Die politische Führung stellte Mafram umgehend als verantwortungslosen Irren dar. Man bemühte sich, ihn zu verunglimpfen. El Fatong erklärte, er wolle seinen Kopf. Man veröffentlichte seine Gehaltsabrechnungen, Fotos seines prachtvollen Domizils in Zone 1, alles, was ihn als privilegierten Reichen zeigte, der im Luxus der Oberschicht schwelgte und sich als Anwalt des Volkes ausgab. Dieser Hetzkampagne begegnete Mafram sechs Monate später mit der Ankündigung einer weiteren Pressekonferenz.
Sie fand diesmal an einem geheimen Ort statt. Maframs Züge wirkten angespannt, er war blass und abgemagert. Vor einer Kamera führte er mit langsamer Stimme aus, er sei für einige Zeit untergetaucht, werde jedoch eines Tages zurückkehren und allen beweisen, dass er ein Mann der Überzeugungen ist. »Ich habe auf mein Implantat verzichtet«, teilte er mit einem seltsamen Lächeln auf den Lippen mit. Er klang wie ein Forscher, der von einer langen Expedition zurückgekehrt war. Mafram hatte sich einer Operation unterzogen, bei der er sich das Implantat hatte entfernen lassen, das ihm als herausragende Führungskraft sechs Jahre zuvor zugeteilt worden war. Nüchtern und entschlossen sagte er, dies sei eine Art gewesen, sein Leben und seine Werte miteinander in Einklang zu bringen. Die Einwohner der drei Zonen nahmen die Sache mit Staunen auf. Mafram beeindruckte die Menschen.

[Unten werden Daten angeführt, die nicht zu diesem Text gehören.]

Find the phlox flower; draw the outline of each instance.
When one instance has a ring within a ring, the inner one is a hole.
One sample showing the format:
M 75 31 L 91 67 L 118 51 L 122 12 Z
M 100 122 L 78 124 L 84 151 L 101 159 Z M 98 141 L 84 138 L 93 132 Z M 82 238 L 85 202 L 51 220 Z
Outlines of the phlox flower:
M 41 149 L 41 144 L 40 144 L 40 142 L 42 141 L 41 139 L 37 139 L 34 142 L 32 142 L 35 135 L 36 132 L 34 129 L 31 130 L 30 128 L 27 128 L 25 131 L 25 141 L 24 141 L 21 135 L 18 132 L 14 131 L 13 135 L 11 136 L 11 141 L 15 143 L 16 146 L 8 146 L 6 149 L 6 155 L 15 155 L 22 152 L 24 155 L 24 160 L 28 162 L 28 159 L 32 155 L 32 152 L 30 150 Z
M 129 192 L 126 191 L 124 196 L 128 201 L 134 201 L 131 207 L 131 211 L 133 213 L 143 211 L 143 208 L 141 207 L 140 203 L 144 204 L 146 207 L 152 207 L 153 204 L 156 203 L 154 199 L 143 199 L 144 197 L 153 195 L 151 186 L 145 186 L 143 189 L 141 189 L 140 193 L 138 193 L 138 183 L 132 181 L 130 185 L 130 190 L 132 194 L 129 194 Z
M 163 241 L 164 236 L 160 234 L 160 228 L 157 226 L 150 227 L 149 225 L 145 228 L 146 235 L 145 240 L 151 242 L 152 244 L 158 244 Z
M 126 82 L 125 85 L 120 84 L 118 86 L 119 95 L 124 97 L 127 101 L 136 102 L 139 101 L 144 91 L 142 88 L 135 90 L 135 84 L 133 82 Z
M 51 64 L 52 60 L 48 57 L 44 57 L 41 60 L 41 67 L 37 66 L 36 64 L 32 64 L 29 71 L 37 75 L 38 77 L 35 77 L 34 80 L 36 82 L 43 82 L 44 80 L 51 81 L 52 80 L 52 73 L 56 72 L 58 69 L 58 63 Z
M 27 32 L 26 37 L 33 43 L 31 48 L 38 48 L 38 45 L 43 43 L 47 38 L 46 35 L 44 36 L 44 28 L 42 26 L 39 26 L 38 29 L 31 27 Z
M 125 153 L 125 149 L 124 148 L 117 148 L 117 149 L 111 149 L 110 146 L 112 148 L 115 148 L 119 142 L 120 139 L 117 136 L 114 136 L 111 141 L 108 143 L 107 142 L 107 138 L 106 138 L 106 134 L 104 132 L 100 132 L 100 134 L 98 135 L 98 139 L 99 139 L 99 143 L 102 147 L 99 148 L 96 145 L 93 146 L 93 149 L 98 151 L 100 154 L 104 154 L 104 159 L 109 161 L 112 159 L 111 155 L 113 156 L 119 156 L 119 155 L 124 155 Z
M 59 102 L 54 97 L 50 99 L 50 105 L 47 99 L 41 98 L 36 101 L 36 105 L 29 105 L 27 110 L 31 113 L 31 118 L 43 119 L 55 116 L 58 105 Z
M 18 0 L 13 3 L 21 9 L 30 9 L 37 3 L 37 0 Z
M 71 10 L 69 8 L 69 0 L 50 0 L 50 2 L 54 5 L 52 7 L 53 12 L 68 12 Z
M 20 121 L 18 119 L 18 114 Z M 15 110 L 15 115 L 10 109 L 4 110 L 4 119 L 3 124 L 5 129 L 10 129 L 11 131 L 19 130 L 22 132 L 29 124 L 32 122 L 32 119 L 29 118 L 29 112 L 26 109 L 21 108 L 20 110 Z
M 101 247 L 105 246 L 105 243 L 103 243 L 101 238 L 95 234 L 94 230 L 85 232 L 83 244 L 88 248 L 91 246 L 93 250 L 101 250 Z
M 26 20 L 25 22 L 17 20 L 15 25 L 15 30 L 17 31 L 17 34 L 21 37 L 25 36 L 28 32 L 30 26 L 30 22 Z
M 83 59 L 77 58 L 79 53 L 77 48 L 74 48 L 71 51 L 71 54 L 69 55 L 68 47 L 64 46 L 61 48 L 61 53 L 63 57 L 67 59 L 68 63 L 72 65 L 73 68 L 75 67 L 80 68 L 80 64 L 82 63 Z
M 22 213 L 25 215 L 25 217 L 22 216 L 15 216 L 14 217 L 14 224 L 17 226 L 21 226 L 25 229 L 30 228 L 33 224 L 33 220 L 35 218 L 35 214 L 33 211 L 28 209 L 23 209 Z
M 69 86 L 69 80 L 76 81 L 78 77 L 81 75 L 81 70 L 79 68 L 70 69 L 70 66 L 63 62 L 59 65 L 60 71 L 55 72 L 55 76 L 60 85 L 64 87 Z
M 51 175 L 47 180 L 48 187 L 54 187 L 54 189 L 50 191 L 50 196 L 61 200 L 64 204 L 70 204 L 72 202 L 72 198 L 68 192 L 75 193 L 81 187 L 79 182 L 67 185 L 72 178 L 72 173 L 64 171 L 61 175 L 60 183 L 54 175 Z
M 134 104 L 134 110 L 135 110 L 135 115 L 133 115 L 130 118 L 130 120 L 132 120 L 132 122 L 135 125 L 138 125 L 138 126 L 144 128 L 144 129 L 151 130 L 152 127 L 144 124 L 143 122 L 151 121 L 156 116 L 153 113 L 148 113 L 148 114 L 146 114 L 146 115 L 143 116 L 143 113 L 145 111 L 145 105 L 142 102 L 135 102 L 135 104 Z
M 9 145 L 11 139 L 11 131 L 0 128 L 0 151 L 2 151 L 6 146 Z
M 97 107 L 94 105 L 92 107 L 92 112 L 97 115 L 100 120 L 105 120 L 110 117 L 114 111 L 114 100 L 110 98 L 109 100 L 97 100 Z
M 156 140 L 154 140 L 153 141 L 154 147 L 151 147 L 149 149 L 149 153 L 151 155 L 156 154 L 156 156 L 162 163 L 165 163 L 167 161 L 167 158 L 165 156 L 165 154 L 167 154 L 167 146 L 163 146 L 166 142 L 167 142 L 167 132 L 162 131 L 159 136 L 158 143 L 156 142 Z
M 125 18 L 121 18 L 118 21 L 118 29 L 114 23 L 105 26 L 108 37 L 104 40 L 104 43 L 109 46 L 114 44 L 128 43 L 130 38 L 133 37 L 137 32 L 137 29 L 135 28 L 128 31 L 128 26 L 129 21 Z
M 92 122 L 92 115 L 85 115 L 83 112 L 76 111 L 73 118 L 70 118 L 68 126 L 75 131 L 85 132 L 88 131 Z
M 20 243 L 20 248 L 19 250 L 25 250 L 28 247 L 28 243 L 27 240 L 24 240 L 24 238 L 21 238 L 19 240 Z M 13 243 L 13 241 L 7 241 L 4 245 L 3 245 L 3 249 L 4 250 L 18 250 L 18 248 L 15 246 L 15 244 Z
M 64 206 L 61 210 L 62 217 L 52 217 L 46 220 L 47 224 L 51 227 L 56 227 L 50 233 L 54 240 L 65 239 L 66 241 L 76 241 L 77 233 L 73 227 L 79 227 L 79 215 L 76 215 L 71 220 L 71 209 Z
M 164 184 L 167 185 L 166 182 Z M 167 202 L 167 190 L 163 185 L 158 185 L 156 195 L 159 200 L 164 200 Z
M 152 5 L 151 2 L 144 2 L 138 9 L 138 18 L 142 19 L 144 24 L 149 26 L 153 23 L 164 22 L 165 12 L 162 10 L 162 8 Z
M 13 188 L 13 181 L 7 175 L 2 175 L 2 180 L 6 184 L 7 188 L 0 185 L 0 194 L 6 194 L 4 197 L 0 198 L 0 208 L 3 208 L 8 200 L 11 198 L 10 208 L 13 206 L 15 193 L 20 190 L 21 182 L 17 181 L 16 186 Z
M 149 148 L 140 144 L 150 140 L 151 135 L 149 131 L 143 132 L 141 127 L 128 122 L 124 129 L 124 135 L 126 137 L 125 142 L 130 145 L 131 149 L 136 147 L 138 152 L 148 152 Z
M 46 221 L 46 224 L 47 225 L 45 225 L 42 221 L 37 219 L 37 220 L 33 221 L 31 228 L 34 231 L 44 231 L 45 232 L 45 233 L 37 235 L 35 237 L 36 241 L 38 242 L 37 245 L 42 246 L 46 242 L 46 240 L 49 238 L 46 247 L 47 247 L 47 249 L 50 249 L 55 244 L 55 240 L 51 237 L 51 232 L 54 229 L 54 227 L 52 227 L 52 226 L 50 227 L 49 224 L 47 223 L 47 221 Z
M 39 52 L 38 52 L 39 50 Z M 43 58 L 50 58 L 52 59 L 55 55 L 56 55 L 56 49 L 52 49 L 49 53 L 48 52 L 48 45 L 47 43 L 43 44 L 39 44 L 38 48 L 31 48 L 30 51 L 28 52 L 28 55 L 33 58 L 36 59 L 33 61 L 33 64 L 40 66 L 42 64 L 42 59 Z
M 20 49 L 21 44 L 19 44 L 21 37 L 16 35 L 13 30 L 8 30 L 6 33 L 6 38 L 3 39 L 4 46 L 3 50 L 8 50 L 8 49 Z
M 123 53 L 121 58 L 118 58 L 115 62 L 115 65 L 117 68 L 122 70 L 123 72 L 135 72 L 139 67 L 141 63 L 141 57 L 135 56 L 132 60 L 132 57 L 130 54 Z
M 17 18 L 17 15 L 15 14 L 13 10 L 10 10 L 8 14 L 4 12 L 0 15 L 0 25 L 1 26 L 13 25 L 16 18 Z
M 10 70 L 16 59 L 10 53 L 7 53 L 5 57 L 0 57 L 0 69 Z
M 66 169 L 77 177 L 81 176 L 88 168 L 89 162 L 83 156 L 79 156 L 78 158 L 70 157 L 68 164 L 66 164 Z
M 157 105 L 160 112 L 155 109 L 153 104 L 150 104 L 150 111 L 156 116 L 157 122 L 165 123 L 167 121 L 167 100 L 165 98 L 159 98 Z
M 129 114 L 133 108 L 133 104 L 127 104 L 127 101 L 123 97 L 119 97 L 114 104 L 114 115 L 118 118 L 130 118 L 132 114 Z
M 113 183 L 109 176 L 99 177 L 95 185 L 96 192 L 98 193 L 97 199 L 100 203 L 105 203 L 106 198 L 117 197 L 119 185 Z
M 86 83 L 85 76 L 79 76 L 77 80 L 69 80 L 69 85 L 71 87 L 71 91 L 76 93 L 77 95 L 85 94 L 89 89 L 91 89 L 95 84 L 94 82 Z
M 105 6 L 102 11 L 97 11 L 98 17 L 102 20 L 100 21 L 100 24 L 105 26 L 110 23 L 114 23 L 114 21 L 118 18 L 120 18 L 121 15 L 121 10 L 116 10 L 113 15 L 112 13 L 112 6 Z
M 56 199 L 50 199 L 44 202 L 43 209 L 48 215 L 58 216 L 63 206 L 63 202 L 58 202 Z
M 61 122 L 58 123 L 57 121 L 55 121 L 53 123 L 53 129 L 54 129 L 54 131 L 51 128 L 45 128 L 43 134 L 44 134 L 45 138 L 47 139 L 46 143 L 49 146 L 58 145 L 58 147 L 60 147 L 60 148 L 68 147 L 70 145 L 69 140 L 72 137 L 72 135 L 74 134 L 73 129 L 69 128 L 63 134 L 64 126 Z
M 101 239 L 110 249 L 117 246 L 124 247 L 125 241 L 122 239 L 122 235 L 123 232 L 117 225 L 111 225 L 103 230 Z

Er verurteilte sich selbst zur Endlichkeit, nachdem er den höchsten Lohn für seine Arbeit geerntet hatte. Er akzeptierte Krankheit, Erschöpfung, körperlichen Verschleiß. Er meinte, sein Beispiel solle den Leuten den Weg weisen. Man müsse mit einem System brechen, das den BiFs weismacht, der einzige Sinn der Existenz bestehe darin, auf der sozialen Leiter nach oben zu klettern. Er habe auf sein Implantat verzichtet, dafür jedoch das echte Leben wiedererlangt.
Man hatte das unbestimmte Gefühl, dass eine neue Ära anbrach. Jon Mafram würde fortan ein Stachel im Fleisch von GoldTex sein. Er beendete seine Rede mit der Information, er werde vom heutigen Tag an in den Untergrund gehen. Die Aktionsgruppe BreakWalls werde mit allen ihr zur Verfügung stehenden Mitteln die dunklen Machenschaften von GoldTex offenlegen, Sand in das repressive Getriebe streuen und den BiFs aller Zonen die Augen öffnen, was die Lügen der hohen Komitees betrifft. In dem Moment explodierten gleichzeitig in drei offiziellen Gebäuden Bomben. An einem einzigen Abend war Jon Mafram zur Stimme eines Kampfes geworden, der niemals enden würde.